Ojeó la escalera unos segundos y sin pensárselo más, apoyó la mano en la barandilla. El chico aún no medía lo suficiente como para llegar a lo alto del pasamanos, por eso tuvo que agarrarse a una de las barandas curvadas que unían el suelo con la madera superior. Escuchó un clic. Un segundo después, un hueco escondido al comienzo de la escalinata se abrió.

—¡Ostras! ¡Vaaaya! —exclamó sin poder evitarlo, sujetándose a la escalinata para no caer—. Qué pasada. Así que sí que hay algo debajo de este sitio —bisbiseó—. Mikel y Joseba van a alucinar cuando se lo cuente.

Sin querer, había resuelto uno de los enigmas que habían engendrado las leyendas del Campamento Silencio. Lo peor era que estaba a punto de encontrarse cara a cara con el segundo. La trampilla que aparecía ahora al descubierto caía hacia el sótano, así que, con cuidado, Paul bajó un escalón, aferrándose al suelo con los dedos, y se coló por la cavidad. Cayó de bruces —al deslizarse no lograba hacer pie— izando una nube de polvo blanco.

Apoyó una mano para incorporarse y reparó en que un fluido viscoso le había manchado la palma de la mano. No solo eso, sino que algo duro como huesos se le clavaba con fuerza en las piernas y la espalda. Huesos humanos deshaciéndose entre carne en proceso de descomposición y la sangre seca.

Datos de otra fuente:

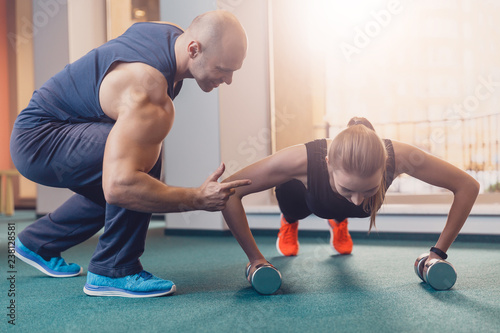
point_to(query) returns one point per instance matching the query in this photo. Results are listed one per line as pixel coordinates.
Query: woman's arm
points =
(273, 170)
(434, 171)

«La curiosidad mató al gato», solía decir la madre de Paul cuando Paul se metía en líos con sus amigos. Sin embargo, el chico siempre hizo oídos sordos.

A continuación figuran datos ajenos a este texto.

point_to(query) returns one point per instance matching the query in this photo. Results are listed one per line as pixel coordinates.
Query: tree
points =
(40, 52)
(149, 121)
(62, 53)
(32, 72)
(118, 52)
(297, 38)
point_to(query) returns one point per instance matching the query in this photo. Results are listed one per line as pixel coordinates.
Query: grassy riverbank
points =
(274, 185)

Horas después, ese 4 de agosto, Mikel y Joseba se hallaban sentados en el borde de una acera de la parte alta de Urkolazpi. Al lado de sus casas. La noche era oscura, habían pasado la una y media de la madrugada y sus rostros, llenos de lágrimas, se iluminaban por un azul y rojo artificial que provenía de las sirenas de dos coches de la Ertzaintza, la policía autonómica, y otro de la Guardia Civil.

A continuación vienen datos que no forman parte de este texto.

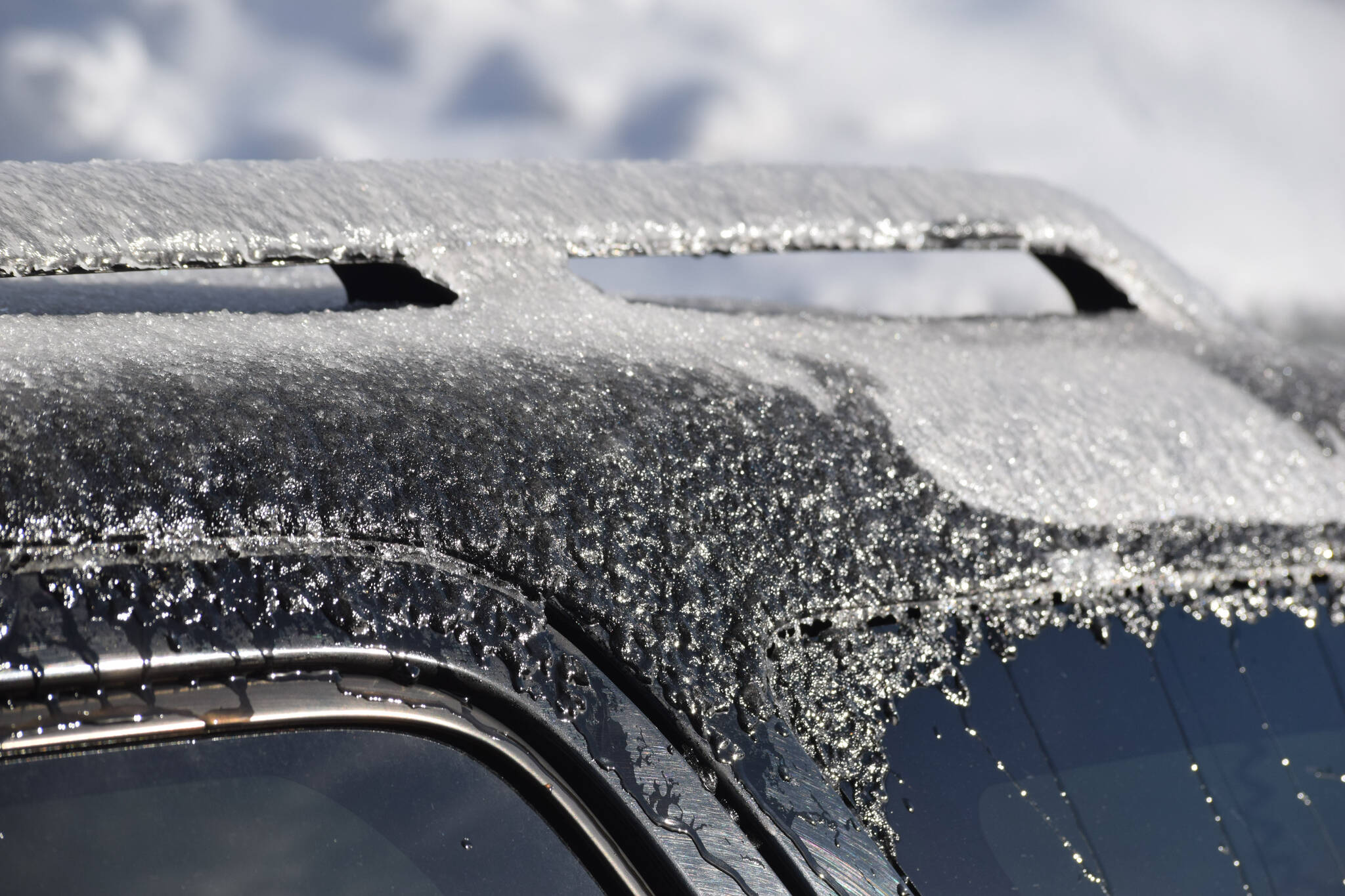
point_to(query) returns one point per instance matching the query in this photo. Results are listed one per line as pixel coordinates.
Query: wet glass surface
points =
(1211, 763)
(307, 812)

A unos dos kilómetros de allí, atravesando el sinuoso sendero del bosque, los agentes de policía se habían adentrado en las ruinas del antiguo Campamento Silencio, localizando bajo la trampilla secreta, todavía abierta, el cadáver de lo que parecía ser una joven de unos dieciséis años. Tenía aspecto de llevar allí un tiempo, desde luego no diez años: uno o dos días como mucho. De Paul Muguruza, el niño con la paleta rota, ni rastro. Si logró huir, lo hizo con tanta velocidad que nadie pudo volver a verlo más allá de la foto que aparecía en los avisos de desaparecidos.